In the keynote he gave at Web 2.0 Expo yesterday, he added something I don’t remember seeing the first time. He said the goal is to minimize the total time for one “pivot” cycle.
The important thing is the definition of a “pivot”. Paraphrasing and interpreting, a pivot here is a change in direction caused by something you’ve learned about your business, be it your market, product, customer, whatever. And there are three steps in the cycle: build (the product), measure (the result), and learn (the reasons behind the result).
This helps illustrate the problem I’ve experienced in a large company. Minimizing time through this loop requires cross functional thinking and objectives that is ubiquitous in startups but is disappointingly rare in larger corporations where employees tend to be over-specialized.
For instance, at Intuit, there is a lot of focus in the engineering community around faster build and launch cycles. It’s all about continuous deployment, unit testing, server virtualization, etc. All good stuff, but it’s all focused on pure product cycles and not business cycles. Tracking is an afterthought.

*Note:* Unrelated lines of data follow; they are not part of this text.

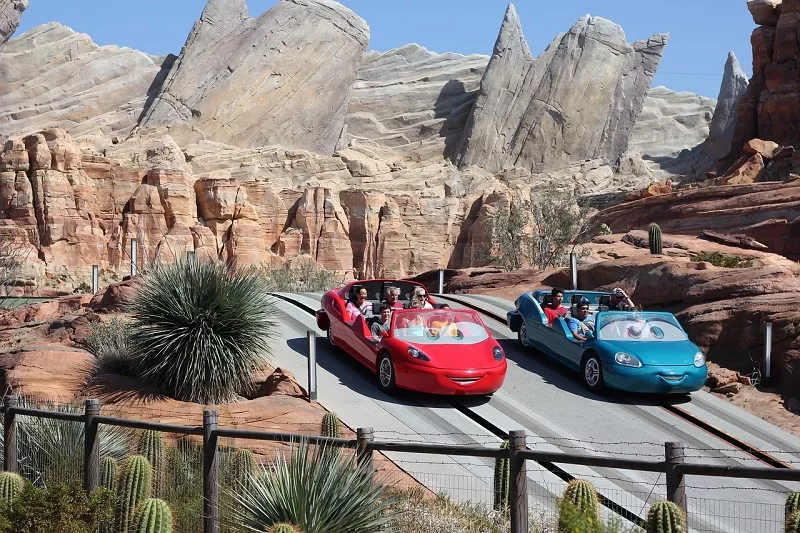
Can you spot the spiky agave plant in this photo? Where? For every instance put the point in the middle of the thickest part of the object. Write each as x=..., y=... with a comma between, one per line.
x=202, y=330
x=320, y=491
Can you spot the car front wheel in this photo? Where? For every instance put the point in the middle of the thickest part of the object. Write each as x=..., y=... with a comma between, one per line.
x=522, y=336
x=386, y=374
x=592, y=372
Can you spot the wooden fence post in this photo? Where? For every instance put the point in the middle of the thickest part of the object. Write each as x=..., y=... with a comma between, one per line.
x=10, y=434
x=518, y=482
x=364, y=436
x=91, y=447
x=676, y=486
x=210, y=473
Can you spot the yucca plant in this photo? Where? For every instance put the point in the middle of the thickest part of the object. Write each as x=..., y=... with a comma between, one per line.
x=320, y=491
x=201, y=330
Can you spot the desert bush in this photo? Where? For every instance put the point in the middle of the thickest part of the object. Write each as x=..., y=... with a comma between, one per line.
x=59, y=507
x=539, y=233
x=201, y=330
x=722, y=260
x=304, y=277
x=319, y=490
x=110, y=343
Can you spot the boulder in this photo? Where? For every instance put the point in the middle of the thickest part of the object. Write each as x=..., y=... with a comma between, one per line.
x=578, y=100
x=282, y=78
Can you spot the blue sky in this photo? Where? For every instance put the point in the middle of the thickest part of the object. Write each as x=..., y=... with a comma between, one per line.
x=702, y=31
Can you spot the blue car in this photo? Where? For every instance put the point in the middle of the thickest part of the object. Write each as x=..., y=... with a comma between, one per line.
x=635, y=351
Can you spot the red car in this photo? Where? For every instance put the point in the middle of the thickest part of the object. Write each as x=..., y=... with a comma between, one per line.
x=438, y=351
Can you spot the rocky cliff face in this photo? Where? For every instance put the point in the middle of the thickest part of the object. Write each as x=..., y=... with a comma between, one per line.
x=578, y=100
x=282, y=79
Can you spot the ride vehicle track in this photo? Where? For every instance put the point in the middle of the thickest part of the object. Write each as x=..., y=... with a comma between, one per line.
x=722, y=435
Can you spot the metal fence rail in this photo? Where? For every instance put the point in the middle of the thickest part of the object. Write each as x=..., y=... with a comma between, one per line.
x=673, y=466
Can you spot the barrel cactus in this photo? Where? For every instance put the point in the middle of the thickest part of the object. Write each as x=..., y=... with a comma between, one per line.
x=152, y=516
x=134, y=486
x=283, y=527
x=151, y=446
x=665, y=517
x=108, y=473
x=10, y=486
x=654, y=238
x=331, y=426
x=579, y=504
x=792, y=503
x=502, y=477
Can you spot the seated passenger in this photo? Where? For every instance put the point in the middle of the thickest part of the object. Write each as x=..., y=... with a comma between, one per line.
x=419, y=292
x=381, y=327
x=620, y=301
x=583, y=324
x=392, y=295
x=361, y=306
x=554, y=310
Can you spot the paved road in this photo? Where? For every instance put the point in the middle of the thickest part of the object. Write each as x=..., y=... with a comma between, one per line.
x=558, y=415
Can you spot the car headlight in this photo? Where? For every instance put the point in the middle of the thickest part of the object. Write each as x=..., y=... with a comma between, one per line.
x=699, y=359
x=626, y=359
x=417, y=354
x=498, y=353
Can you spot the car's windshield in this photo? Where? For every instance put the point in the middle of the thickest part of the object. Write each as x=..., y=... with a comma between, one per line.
x=638, y=326
x=438, y=326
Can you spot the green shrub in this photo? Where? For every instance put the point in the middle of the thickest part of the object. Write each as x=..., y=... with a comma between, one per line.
x=319, y=490
x=59, y=507
x=110, y=342
x=201, y=330
x=722, y=260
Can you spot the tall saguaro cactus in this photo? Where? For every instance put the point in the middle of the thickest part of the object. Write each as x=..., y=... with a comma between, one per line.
x=134, y=486
x=502, y=479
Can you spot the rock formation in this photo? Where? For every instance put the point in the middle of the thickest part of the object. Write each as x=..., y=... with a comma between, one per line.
x=281, y=79
x=10, y=13
x=577, y=101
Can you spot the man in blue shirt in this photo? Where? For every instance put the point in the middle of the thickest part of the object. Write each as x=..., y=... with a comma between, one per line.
x=582, y=324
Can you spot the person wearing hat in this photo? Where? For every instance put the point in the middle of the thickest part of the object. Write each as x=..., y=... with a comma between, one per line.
x=620, y=301
x=582, y=324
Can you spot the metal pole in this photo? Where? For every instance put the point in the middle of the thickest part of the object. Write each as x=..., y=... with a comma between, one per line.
x=95, y=279
x=573, y=269
x=311, y=340
x=9, y=434
x=210, y=473
x=91, y=447
x=518, y=482
x=674, y=454
x=767, y=350
x=134, y=257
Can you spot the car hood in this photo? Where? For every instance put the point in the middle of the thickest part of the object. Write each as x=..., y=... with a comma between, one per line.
x=677, y=353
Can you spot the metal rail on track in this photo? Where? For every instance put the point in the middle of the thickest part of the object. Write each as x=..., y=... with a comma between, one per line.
x=672, y=409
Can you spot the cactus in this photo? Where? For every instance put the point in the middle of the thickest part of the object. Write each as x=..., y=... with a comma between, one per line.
x=654, y=238
x=151, y=446
x=665, y=517
x=152, y=516
x=10, y=486
x=134, y=486
x=580, y=502
x=331, y=427
x=502, y=477
x=283, y=527
x=792, y=503
x=108, y=473
x=793, y=523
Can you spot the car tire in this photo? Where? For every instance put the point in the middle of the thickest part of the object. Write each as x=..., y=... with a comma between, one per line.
x=522, y=336
x=385, y=373
x=592, y=372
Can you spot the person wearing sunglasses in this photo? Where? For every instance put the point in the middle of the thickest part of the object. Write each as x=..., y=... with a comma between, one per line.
x=582, y=325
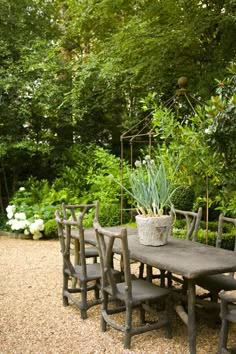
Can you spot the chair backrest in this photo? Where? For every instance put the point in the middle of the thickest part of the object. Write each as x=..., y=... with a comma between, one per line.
x=105, y=241
x=192, y=222
x=224, y=219
x=74, y=214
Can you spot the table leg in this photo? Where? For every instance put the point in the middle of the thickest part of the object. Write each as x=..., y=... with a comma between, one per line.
x=191, y=316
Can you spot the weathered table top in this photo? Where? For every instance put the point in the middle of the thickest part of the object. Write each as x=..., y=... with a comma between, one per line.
x=187, y=258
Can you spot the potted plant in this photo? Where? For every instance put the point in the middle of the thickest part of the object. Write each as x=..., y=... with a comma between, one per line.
x=152, y=191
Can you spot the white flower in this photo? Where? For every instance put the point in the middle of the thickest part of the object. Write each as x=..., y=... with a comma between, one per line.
x=137, y=163
x=37, y=235
x=20, y=216
x=207, y=131
x=36, y=226
x=10, y=209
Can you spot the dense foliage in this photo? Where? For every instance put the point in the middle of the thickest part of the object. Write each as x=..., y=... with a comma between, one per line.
x=73, y=74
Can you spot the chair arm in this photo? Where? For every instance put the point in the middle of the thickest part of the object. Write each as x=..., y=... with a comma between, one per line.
x=228, y=297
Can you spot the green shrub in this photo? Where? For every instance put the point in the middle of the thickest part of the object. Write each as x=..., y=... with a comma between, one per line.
x=50, y=229
x=228, y=239
x=183, y=198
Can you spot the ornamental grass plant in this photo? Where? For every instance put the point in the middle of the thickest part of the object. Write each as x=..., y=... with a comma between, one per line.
x=151, y=189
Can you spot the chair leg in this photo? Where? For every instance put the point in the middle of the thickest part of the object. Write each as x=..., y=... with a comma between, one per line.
x=83, y=309
x=223, y=336
x=169, y=312
x=128, y=324
x=149, y=273
x=169, y=280
x=65, y=288
x=96, y=290
x=104, y=308
x=141, y=315
x=141, y=270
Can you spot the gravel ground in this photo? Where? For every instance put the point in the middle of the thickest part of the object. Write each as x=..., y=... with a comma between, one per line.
x=33, y=320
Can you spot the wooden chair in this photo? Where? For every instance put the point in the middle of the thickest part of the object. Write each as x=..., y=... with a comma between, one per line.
x=77, y=212
x=227, y=314
x=87, y=276
x=192, y=226
x=193, y=220
x=130, y=293
x=216, y=283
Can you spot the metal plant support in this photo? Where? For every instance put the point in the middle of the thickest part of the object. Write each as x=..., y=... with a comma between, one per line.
x=146, y=132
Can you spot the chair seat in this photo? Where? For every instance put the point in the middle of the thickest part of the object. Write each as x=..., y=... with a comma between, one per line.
x=93, y=272
x=141, y=290
x=217, y=282
x=91, y=252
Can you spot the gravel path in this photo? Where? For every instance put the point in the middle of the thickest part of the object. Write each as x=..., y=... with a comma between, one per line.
x=33, y=320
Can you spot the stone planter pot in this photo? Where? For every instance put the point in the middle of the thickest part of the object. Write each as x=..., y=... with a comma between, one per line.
x=154, y=231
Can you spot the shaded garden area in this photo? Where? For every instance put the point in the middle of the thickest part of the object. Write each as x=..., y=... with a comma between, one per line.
x=76, y=75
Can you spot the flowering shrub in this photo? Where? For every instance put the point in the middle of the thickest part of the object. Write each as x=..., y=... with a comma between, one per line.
x=19, y=222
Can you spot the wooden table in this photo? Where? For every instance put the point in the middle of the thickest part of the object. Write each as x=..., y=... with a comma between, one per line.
x=187, y=258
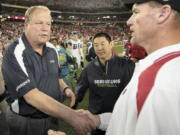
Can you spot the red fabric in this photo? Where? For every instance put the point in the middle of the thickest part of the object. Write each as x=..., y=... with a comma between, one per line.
x=148, y=76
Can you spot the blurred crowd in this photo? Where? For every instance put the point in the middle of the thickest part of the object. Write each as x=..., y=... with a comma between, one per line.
x=11, y=30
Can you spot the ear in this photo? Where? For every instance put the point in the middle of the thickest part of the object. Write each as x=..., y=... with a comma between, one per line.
x=164, y=13
x=25, y=23
x=111, y=43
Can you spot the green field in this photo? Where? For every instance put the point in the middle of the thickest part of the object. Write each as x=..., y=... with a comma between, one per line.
x=63, y=126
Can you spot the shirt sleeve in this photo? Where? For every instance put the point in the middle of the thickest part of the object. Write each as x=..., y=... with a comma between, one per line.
x=17, y=79
x=82, y=85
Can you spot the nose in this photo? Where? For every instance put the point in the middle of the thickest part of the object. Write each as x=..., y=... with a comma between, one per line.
x=45, y=27
x=129, y=21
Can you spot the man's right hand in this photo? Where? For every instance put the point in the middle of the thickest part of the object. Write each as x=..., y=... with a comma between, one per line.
x=83, y=122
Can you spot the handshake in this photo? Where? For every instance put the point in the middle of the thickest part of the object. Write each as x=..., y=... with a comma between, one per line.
x=82, y=121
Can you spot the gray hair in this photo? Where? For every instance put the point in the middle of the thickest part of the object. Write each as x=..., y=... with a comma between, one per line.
x=30, y=11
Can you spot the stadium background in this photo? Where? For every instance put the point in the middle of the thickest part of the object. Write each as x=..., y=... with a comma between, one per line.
x=85, y=16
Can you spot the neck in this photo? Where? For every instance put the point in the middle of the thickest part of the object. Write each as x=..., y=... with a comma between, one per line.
x=103, y=60
x=166, y=38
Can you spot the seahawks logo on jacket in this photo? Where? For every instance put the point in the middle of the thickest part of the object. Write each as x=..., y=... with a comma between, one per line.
x=107, y=83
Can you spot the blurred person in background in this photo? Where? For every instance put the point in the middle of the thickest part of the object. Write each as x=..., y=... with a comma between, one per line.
x=77, y=48
x=105, y=77
x=149, y=105
x=3, y=104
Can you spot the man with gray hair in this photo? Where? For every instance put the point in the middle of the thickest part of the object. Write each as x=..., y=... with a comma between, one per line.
x=34, y=85
x=150, y=104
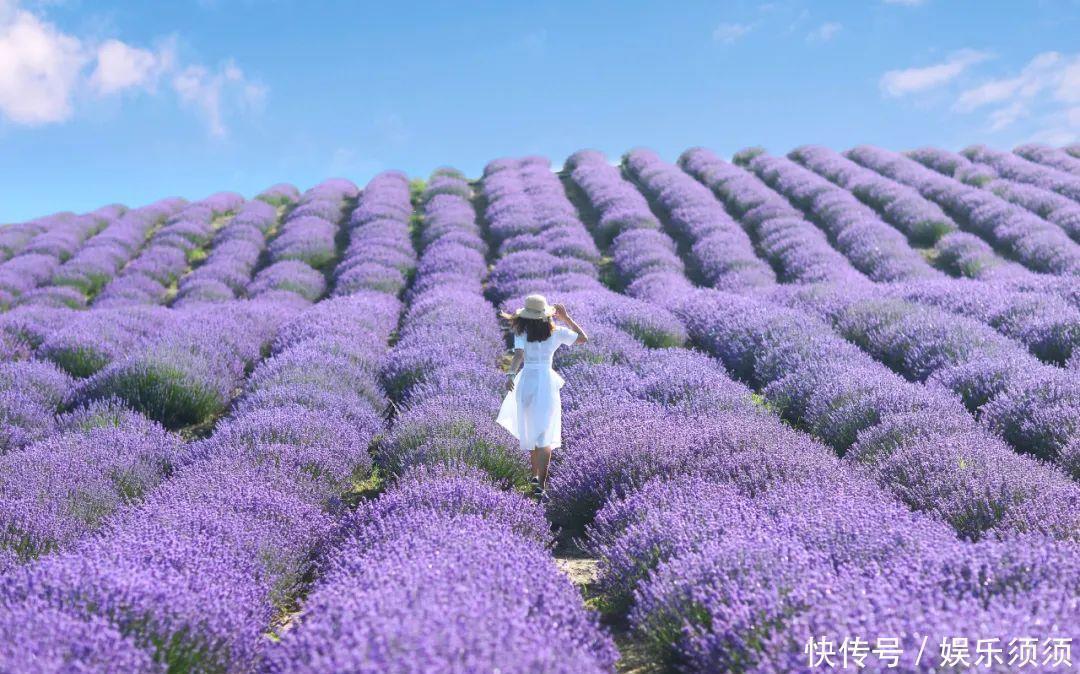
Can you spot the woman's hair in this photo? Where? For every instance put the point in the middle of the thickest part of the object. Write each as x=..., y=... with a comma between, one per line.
x=535, y=329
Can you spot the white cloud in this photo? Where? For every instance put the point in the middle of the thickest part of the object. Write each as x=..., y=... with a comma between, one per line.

For many designers and engineers, there’s a mental milestone (and thus, relief) when the product/version/build launches. The real milestone for the business (and so it should be as well for all employees) is when we’ve learned what we need to learn and made the right business decision on the next step.
We’re getting better. Tracking and data are beginning to play a larger role, and business interests are creeping their way into product conversations (“No!!!”). The key for any org, large or small, in minimizing the time through the loop is focusing all employees on the higher level business objective and Eric’s framework is a great way to have that conversation.